Julianne Moore won the Best Actress Oscar earlier this year for her quietly moving and point-on portrayal of Alice, capturing her intelligence and lust for life that is achingly lost as her mind and memories wither away like a flower wilting in the noon-day sun.

The first hint of something gone terribly wrong in Alice's perfect life -- she's smart and lovely, has a wonderful job and a beautiful family -- is when she ever so slightly stumbles about in search of a word while giving a lecture. Only days later she's losing her way when out on a daily jog, soon enough forgetting the names of friends and family and misplacing her cell phone in the fridge.

In a world turned upside down, Alice finds herself taking baby steps in reverse, losing all the special qualities and unique experiences that had once defined her charmed and special life. Her family watches in quiet horror, trying to figure out how best to continue living in a world now frighteningly askew.

Their choices and decisions, both good and bad, are the stuff of life, an aching reality captured in Alice's slow descent into a mindless hell. Ever so quickly, the third act is upon us, and even quicker yet, it all dissolves to white.

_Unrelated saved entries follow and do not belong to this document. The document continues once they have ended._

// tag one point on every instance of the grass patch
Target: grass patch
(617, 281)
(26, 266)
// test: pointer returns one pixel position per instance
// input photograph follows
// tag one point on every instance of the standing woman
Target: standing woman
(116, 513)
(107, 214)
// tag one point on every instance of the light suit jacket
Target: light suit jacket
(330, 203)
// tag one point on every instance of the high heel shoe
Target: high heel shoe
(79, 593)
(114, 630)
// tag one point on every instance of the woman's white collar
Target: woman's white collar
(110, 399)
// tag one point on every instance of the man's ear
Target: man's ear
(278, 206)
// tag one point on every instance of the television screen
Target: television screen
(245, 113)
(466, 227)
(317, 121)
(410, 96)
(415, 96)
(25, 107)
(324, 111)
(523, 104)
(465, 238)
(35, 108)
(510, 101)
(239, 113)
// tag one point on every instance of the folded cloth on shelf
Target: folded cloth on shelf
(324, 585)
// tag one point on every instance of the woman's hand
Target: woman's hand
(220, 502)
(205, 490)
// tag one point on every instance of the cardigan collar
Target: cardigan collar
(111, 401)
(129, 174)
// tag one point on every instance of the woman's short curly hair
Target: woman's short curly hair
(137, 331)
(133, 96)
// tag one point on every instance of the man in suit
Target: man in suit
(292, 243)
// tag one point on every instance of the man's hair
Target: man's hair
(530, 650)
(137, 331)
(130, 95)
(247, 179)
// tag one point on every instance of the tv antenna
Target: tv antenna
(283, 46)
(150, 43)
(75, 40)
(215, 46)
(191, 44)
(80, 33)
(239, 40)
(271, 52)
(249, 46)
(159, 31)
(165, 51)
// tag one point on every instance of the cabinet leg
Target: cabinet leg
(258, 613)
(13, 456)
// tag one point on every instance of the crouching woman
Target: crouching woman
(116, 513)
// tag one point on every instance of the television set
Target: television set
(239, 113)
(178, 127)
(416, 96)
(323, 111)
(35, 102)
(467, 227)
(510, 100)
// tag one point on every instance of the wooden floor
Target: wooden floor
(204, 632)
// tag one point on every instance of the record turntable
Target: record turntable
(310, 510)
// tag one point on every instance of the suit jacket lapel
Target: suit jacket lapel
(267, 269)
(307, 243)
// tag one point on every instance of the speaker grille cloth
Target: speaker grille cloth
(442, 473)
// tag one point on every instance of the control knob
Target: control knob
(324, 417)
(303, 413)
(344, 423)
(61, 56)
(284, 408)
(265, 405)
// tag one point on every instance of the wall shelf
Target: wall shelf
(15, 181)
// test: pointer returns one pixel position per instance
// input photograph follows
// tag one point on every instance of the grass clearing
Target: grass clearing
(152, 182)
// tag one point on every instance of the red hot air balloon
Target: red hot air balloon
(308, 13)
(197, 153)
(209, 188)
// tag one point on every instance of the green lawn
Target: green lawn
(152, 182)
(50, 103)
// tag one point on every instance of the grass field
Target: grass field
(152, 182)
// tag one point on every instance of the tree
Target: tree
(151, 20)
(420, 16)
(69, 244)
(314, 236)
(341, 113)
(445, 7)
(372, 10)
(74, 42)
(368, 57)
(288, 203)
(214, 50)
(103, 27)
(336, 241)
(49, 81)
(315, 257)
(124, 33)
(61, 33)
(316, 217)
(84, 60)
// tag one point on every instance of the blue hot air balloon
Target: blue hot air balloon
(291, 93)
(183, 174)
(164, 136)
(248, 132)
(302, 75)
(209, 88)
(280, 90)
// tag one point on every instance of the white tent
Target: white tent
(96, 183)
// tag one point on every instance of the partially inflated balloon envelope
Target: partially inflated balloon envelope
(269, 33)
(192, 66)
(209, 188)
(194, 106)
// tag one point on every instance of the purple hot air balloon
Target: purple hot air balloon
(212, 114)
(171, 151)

Lydia, Alice's youngest daughter (Kristen Stewart, a jarring blend of anger and defiance, mixed with  love and strength) takes center stage, speaking a jumble of words that, after a time, morph into a lyrical monologue of hope.

I was so taken with the moment that I spent a few minutes on the web and discovered the scene was borrowed from Tony Kushner's "Angels in America": "And the souls of these departed joined hands, clasped ankles and formed a web, a great net of souls ... Nothing's lost forever. In this world, there is a kind of painful progress. Longing for what we've left behind, and dreaming ahead."

Lydia asks Alice if she understands and Alice, staring off in dazed befuddlement, becomes reanimated -- if only for a moment -- and manages to say "love ... it's about love."

It's a somewhat satisfying, if melancholy ending to a sad and melancholy film. It also, at least for me, had the ring of truth.

Five years ago my mother was lost and stumbling along the road that "Still Alice" explores. After a couple of years of steady decline, her last days were spent in a kind of suspended animation -- gone, but still here; mute, dazed and befuddled.

I often stopped by the nursing home where she was living and helped feed her if I was around for lunch or dinner. On one particular day, I managed to get her to eat several spoonfuls of some sort of pureed goo, then handed off the chore to a nearby aide.

As I stood to leave, my mother glanced up at me and, after weeks of silence, managed to say, "I love you."  They were the last words I ever heard her speak.

So I'm thinking Alice had it right; it's about love. I'm also thinking that Lydia got it right when she shared the words of Tony Kushner: "Nothing's lost forever. In this world, there is a kind of painful progress. Longing for what we've left behind, and dreaming ahead."